DNS record lookups can fail for a number of reasons, the most common of which is due what’s called a “ServFail” error.
ServFail errors occur when there’s an error communicating with a DNS server. This could have a number of causes, including an error on the DNS server itself, or a temporary networking issue.
Fortunately, most domains use multiple authoritative DNS servers, so if there is a short-lived ServFail issue on one name server which doesn’t impact the others, DNS lookups should still work. That said, if a name server has chronic ServFail issues, we recommend investigating why. ServFail errors happen, but should be rare.
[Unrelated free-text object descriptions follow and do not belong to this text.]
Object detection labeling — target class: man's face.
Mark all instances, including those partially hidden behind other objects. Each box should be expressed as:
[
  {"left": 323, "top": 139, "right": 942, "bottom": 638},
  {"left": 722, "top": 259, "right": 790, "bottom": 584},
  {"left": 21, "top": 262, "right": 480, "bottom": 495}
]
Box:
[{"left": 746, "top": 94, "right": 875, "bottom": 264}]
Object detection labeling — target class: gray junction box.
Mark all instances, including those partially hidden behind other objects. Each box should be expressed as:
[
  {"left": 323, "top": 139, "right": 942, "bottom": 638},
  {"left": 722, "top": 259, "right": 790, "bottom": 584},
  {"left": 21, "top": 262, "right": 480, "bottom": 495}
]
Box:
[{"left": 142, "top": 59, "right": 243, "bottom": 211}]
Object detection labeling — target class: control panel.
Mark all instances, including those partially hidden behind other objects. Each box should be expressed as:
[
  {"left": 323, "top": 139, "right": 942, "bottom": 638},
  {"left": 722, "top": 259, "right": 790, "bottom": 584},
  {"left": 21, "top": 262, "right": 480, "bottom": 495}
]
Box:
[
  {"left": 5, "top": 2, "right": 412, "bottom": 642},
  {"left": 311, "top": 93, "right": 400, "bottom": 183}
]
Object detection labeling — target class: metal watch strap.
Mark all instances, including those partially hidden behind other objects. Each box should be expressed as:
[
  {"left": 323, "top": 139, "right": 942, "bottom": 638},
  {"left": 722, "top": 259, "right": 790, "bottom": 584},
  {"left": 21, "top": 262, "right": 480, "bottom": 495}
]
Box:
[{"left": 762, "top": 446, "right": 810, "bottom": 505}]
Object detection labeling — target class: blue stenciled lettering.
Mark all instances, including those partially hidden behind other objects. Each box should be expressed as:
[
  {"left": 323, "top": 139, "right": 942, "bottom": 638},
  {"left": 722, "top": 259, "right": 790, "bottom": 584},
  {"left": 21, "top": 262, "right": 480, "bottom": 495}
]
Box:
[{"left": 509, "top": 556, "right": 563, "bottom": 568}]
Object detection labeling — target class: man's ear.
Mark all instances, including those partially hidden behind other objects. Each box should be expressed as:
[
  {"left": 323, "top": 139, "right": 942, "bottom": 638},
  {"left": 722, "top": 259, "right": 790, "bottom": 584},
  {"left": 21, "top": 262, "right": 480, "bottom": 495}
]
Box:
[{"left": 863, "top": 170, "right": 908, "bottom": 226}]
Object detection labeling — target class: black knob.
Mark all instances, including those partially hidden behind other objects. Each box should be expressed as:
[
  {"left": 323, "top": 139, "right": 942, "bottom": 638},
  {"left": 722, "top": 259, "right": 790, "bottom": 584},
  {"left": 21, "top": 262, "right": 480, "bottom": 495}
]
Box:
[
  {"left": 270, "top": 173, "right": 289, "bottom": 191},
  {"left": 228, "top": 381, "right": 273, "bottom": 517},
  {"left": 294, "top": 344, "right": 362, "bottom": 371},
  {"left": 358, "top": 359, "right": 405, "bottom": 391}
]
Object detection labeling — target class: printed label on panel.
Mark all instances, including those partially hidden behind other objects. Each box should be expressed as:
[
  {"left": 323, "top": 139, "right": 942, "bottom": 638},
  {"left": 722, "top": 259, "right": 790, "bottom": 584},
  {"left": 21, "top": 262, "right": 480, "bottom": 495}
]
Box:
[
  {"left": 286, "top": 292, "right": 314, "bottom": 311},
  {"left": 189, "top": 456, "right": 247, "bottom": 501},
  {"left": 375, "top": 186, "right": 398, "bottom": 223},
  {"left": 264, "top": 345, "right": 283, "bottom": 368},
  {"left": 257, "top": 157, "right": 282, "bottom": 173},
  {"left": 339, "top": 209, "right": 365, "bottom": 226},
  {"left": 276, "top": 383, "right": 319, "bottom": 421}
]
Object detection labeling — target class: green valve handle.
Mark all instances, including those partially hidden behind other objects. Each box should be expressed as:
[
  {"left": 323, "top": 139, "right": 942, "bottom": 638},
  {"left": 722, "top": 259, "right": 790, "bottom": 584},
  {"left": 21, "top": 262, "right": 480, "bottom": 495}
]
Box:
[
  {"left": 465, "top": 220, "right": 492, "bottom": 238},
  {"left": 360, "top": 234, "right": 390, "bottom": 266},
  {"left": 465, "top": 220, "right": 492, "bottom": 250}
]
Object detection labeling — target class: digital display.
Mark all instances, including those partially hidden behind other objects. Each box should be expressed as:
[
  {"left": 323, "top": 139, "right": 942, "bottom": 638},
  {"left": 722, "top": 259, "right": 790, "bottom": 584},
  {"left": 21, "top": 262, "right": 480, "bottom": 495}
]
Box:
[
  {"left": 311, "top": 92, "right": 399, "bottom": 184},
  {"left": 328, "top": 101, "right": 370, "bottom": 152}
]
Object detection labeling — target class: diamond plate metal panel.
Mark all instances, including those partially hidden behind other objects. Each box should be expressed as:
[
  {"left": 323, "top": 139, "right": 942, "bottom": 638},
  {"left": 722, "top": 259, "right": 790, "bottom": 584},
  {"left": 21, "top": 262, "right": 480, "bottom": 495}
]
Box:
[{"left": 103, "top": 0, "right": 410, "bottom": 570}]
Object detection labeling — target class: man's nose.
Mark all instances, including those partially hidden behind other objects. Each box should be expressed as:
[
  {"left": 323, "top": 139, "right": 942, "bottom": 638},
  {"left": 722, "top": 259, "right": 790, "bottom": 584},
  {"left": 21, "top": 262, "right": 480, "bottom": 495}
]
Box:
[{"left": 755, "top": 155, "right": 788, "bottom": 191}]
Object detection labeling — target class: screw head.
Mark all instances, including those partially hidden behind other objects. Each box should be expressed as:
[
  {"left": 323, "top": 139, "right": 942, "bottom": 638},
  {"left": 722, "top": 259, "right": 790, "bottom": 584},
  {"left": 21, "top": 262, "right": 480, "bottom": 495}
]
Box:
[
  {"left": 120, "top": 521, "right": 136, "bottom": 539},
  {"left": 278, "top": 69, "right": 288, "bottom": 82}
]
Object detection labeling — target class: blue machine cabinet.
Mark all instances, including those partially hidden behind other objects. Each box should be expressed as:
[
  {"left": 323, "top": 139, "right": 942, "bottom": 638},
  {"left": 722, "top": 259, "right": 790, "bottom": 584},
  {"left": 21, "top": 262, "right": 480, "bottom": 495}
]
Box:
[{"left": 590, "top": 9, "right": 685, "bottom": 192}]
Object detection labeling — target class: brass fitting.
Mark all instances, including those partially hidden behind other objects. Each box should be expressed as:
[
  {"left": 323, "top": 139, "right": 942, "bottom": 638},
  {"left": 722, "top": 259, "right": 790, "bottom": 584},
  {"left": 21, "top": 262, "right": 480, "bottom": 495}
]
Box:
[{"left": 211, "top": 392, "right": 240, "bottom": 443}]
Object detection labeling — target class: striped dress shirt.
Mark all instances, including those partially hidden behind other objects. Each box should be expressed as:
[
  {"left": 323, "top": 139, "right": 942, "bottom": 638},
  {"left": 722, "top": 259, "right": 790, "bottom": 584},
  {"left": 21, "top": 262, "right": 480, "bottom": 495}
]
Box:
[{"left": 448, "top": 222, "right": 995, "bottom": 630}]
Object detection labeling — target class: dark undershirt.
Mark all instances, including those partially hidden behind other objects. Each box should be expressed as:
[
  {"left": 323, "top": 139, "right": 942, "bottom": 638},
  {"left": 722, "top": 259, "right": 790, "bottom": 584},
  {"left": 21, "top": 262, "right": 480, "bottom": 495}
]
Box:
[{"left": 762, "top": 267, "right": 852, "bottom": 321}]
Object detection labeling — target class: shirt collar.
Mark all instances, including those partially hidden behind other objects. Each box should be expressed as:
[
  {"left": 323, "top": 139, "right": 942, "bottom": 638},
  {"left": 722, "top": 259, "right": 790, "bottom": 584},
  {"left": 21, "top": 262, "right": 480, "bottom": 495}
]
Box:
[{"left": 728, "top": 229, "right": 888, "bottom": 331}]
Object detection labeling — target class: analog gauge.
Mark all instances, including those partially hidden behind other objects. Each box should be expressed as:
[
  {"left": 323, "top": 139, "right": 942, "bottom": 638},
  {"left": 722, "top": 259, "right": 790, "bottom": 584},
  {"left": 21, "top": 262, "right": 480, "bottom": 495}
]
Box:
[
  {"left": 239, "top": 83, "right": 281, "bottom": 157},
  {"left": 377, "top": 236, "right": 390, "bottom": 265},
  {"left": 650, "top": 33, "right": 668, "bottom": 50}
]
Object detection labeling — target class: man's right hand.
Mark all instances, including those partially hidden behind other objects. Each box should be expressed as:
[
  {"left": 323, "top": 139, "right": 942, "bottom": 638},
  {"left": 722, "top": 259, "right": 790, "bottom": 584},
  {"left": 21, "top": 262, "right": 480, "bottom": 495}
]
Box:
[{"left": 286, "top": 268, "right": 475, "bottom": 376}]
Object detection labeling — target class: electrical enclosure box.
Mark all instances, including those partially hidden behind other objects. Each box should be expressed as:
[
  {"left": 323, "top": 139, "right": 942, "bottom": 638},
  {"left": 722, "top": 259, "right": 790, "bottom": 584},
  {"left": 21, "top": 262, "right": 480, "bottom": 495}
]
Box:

ServFail Errors and DNS Record Monitoring
Many of our customers use DNS Check to notify them via an email, page or chat bot when a monitored DNS record starts failing. Some of these customers want to be notified if there’s any kind of issue, but others would rather not be about ServFail issues, unless they persist.
Last year we introduced a feature for suppressing isolated ServFail notifications. This took the form of an account wide setting which when toggled on, suppressed notifications for ServFail errors unless two or more occurred in a row:
This feature was introduced to cut down on false positives. At the time, 57% of errors being reported were of the “ServFail” variety. The majority of these ServFail errors were resolved 5 minutes later, when the DNS record in question was next checked.
This feature had the desired impact. The number of ServFail related notifications plummeted, and for most users, the issue of ServFail related false positives disappeared.
Unfortunately, this didn’t completely resolve the situation for some customers who have DNS providers with… less than stellar uptime. I won’t call out specific DNS providers in this blog post, but there is a definite pattern in terms of which DNS providers have frequent ServFail errors.
Our Updated ServFail Notification Suppression Feature
To address this issue (on the DNS monitoring side, at least), we’ve replaced our old “Suppress first ServFail notification” setting with a new setting which allows you to suppress notifications for anywhere from 0 to 10 consecutive ServFail errors:
This setting has a default value of “1”, and can be adjusted from your Notification Settings page. I recommend keeping the default value in most situations, and adjusting it upward only as needed.
This setting does not have any impact on notifications for other types of lookup failures, such as the wrong value being returned for a DNS record. As long as you have notifications enabled, you’ll receive a notification the first time a non-ServFail error occurs.